Le Diable, Histoires Vraies

Le Diable Impoli

En 1557, à Toulouse, le Diable s’était installé dans la maison d’un cordonnier. Il jetait des pierres partout et un coffre qui se trouvait fermé à clef s’en trouvait régulièrement rempli. La femme du savetier Poudot avait beau le vider, il se remplissait toujours. Ce phénomène fit énormément de bruit dans la ville et le président de la cour de justice, M. Latomy, vint voir cette merveille.

Mais alors qu’il rentrait dans la chambre où se trouvait ce coffre, le Diable fit voler son bonnet d’un coup de pierre. Effrayé de cette irrévérence, le président s’enfuit à tout hâte. Il aurait bien, précisait le narrateur, fait arrêter ce diable impoli, pour lui avoir manqué de respect. Mais, craignant un matin de voir voler sa tête, il abandonna son projet en faisant des signes de croix. On ne délogea qu’avec peine cet esprit, qui faisait d’aussi amusants tours de physique.

Le Démon d’Argent

Une  » gazette  » de 1538 racontait l’histoire étrange, incroyable et pourtant très véridique, d’un démon d’argent, histoire dont tout Francfort avait été témoin et dont le prédicant André Eber, les magistrats et les échevins de la cité garantissaient solennellement l’authenticité.

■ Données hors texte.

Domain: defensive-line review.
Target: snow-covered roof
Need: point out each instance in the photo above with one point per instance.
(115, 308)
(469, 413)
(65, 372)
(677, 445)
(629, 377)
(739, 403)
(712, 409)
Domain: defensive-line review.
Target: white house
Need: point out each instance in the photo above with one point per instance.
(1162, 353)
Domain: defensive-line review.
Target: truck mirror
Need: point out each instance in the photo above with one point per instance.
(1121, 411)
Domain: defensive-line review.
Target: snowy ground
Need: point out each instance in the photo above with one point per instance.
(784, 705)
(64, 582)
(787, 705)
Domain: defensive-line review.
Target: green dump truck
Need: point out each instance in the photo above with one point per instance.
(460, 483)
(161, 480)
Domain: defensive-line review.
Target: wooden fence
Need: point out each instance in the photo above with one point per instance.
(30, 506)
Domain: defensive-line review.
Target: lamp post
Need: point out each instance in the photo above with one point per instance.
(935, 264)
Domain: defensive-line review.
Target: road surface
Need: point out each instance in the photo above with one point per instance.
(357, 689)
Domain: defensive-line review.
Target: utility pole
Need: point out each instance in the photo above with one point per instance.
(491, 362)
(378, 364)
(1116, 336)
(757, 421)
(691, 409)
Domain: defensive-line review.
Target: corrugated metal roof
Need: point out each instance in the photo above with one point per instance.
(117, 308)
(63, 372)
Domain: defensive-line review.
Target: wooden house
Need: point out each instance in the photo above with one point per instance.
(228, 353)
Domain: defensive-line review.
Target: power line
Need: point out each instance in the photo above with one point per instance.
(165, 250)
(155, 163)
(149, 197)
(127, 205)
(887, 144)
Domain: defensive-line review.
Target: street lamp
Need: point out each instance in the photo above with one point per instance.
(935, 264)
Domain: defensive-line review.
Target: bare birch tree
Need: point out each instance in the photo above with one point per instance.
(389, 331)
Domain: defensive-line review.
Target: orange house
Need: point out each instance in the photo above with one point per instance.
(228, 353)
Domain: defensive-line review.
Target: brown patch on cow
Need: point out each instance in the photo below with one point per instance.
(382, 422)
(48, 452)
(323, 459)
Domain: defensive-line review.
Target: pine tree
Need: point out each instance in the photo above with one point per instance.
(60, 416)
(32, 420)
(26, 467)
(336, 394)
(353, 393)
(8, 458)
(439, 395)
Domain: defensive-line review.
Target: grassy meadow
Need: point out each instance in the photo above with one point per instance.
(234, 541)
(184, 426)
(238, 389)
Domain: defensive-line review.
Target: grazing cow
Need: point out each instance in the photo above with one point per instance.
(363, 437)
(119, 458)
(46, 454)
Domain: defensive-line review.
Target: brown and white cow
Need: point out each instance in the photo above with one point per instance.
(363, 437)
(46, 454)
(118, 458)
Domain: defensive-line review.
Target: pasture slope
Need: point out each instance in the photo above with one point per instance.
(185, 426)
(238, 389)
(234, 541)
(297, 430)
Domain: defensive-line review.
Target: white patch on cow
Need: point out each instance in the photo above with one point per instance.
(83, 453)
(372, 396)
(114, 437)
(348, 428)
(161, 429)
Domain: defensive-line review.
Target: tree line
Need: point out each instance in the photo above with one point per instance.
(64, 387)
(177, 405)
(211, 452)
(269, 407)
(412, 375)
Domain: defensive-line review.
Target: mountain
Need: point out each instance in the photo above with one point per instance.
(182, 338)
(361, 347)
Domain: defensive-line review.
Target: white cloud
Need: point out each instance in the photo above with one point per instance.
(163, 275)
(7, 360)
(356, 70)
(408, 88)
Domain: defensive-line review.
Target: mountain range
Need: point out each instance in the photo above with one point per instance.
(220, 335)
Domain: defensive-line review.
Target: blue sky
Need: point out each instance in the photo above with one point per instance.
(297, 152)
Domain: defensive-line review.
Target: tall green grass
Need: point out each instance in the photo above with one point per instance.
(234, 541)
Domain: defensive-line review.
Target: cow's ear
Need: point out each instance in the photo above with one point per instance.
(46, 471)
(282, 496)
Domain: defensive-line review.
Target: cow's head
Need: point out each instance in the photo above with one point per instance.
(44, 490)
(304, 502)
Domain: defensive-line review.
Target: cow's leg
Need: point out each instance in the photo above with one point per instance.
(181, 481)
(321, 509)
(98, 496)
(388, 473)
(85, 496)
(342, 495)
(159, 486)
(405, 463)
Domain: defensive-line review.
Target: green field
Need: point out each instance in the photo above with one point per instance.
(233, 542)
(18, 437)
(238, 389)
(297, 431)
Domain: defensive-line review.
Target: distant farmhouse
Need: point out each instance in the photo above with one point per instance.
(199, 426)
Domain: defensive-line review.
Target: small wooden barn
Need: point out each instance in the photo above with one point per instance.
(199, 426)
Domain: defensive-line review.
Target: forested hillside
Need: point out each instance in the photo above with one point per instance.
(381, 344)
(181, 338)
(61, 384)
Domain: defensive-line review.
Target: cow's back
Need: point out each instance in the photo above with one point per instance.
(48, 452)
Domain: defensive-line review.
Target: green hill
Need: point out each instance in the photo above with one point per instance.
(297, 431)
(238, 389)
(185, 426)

Le démon avait pris possession d’une servante, connue depuis longtemps pour faible d’esprit. Quand cette servante touchait de la main l’habit, la barrette, la main, la manche, la barbe, la tête de quelqu’un, lorsqu’elle heurtait une table, un banc, une pierre, du bois, de la terre, on en voyait aussitôt sortir de l’argent, qu’elle portait à sa bouche et qu’elle mordait, si bien qu’on en entendait le son et que l’on voyait briller les pièces entre ses dents.

De même, la nuit, couchée dans son lit, surveillée par une personne qui ne la perdait pas de vue, dès qu’elle touchait son édredon, son bois de lit, son oreiller, il en sortait de l’argent qu’on entendait tinter; elle en remplissait sa bouche, à tel point qu’on craignait souvent qu’elle ne mourût étranglée. Elle distribuait d’elle-même à plusieurs braves gens l’argent qu’elle obtenait ainsi et c’était de la monnaie courante parfaitement valable.

Barrabam l’Ingrat

Dans le Dauphiné, il existait un Inquisiteur. Son vicaire, le Franciscain Louis Bruni (ou Brun) surveillait le Vivarais, où il fit un jour arrêter une femme, Catherine Peyretonne, veuve de Mouton Eyraud. L’acte d’accusation de la malheureuse l’inculpait d’avoir connu le diable charnellement, par sodomie, hors des voies naturelles. Elle s’était également rendue au sabbat où elle avait tenu conseil avec les autres fidèles, dans le dessein de tuer et de maltraiter le peuple, de lui infliger tous les maux et dommages possibles et de faire périr les fruits de la terre et les récoltes. Elle y avait même mangé de la chair d’enfants. Dans son interrogatoire, la pauvresse avoua tout ce qu’on voulut, y compris les hommages au diable, le baiser au derrière, avec une chandelle noire que le maître baillait aux assistants. Elle rapporta que le feu du sabbat était bleu et qu’elle y allait sur un bâton que lui avait donné le diable Barrabam. Malheureusement, ce diable ne l’empêcha pas d’être brûlée vive à Montpezat, le 9 octobre 1519 (Baissac, p. 339).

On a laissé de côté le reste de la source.